La fabrique de cloches en France repose sur plusieurs ateliers encore actifs, dont la fonderie Cornille Havard à Villedieu-les-Poêles, mais aussi sur des fondeurs implantés ailleurs dans le pays. Le patrimoine campanaire français compte plus de 300 000 cloches, parmi lesquelles 4 500 sont classées. Cette activité ne se limite donc ni aux monuments anciens ni à une seule maison célèbre. Voici où sont fabriquées les cloches, comment naît une cloche en bronze et ce qu’une visite de fonderie permet réellement de comprendre.

Un patrimoine campanaire qui se fabrique encore

Les cloches françaises ne sont pas seulement des objets anciens à conserver : elles continuent d’être fabriquées, restaurées et accordées pour des usages actuels. Les ateliers interviennent sur des cloches d’église, des ensembles campanaires et des pièces plus petites destinées notamment aux maisons ou aux bateaux.

Avec plus de 300 000 cloches présentes sur le territoire et 4 500 cloches classées, le parc français demande des compétences qui dépassent largement la coulée du métal. Il faut pouvoir examiner une cloche existante, comprendre son timbre, évaluer son état et fabriquer une pièce cohérente avec l’ensemble auquel elle sera associée.

La production est répartie entre plusieurs fondeurs de cloches. Certains ateliers travaillent surtout sur des ouvrages monumentaux, tandis que d’autres fabriquent des modèles plus petits ou destinés à des usages particuliers. La matière varie elle aussi : le bronze domine l’imaginaire campanaire, mais il existe également des cloches en acier.

Cette implantation dispersée explique pourquoi parler de « la » fabrique française serait trompeur. La filière forme plutôt un réseau d’ateliers spécialisés, avec des outils, des marchés et des échelles de production différents. Pour préparer un projet, commencez donc par préciser l’usage, les dimensions attendues et la nécessité éventuelle d’un accordage avec des cloches déjà en place.

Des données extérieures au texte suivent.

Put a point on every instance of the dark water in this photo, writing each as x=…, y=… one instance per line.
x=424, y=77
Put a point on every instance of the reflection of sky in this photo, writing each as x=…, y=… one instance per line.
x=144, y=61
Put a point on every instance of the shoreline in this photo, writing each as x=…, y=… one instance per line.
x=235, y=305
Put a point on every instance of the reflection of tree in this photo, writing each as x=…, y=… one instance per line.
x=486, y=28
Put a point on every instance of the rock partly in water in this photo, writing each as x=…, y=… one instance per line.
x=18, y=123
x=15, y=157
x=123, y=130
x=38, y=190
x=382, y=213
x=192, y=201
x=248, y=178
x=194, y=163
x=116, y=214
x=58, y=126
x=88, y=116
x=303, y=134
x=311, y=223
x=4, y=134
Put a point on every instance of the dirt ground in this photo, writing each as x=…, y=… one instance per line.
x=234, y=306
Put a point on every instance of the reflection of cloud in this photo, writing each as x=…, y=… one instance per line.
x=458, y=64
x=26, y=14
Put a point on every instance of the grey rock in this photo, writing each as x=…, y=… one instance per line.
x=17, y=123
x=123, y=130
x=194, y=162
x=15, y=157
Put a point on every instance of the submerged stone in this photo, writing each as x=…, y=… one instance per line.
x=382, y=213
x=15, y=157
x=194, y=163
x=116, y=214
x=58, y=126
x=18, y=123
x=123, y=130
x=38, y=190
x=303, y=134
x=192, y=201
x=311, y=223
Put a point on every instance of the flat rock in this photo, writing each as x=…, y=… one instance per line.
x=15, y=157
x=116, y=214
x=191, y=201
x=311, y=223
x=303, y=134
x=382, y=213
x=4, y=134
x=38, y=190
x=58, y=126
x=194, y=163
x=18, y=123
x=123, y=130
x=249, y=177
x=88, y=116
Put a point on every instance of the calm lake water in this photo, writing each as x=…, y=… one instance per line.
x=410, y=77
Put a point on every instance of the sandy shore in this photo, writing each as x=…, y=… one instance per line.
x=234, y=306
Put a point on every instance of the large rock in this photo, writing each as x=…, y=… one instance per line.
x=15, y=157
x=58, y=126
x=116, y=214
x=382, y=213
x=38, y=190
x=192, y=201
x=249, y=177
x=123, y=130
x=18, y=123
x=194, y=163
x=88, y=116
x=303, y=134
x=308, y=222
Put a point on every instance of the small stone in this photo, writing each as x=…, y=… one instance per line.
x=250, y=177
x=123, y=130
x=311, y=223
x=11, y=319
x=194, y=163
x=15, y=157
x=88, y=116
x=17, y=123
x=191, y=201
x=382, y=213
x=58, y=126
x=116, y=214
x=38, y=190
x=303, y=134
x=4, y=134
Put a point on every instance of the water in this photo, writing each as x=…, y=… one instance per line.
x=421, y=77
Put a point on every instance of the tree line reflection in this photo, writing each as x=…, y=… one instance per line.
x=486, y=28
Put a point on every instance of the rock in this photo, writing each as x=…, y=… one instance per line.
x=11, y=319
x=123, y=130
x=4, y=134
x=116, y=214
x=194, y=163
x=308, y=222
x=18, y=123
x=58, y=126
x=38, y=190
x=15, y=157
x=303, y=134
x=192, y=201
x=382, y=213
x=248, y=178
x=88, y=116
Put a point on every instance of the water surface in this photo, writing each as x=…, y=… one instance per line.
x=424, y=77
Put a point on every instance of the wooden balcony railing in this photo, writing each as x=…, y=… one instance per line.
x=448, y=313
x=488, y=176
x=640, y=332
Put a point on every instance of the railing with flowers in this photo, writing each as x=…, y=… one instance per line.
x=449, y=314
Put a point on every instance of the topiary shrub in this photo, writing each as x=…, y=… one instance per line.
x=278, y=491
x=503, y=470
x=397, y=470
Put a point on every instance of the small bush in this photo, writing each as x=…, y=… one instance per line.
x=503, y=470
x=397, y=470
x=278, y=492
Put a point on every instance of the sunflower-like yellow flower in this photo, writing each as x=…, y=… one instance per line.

Villedieu-les-Poêles, capitale normande du bronze campanaire

Villedieu-les-Poêles, dans la Manche, est la ville française la plus directement associée à la fonderie de cloches. Son histoire métallurgique et la présence d’un atelier toujours en activité en font un point de repère majeur, sans pour autant résumer toute la production nationale.

Des fondeurs normands s’y sont installés dès le Moyen Âge. Cette continuité a façonné une culture locale du métal qui ne se réduit pas à quelques pièces exposées : elle reste visible dans un atelier où sont encore réalisés des ouvrages destinés à des clochers contemporains.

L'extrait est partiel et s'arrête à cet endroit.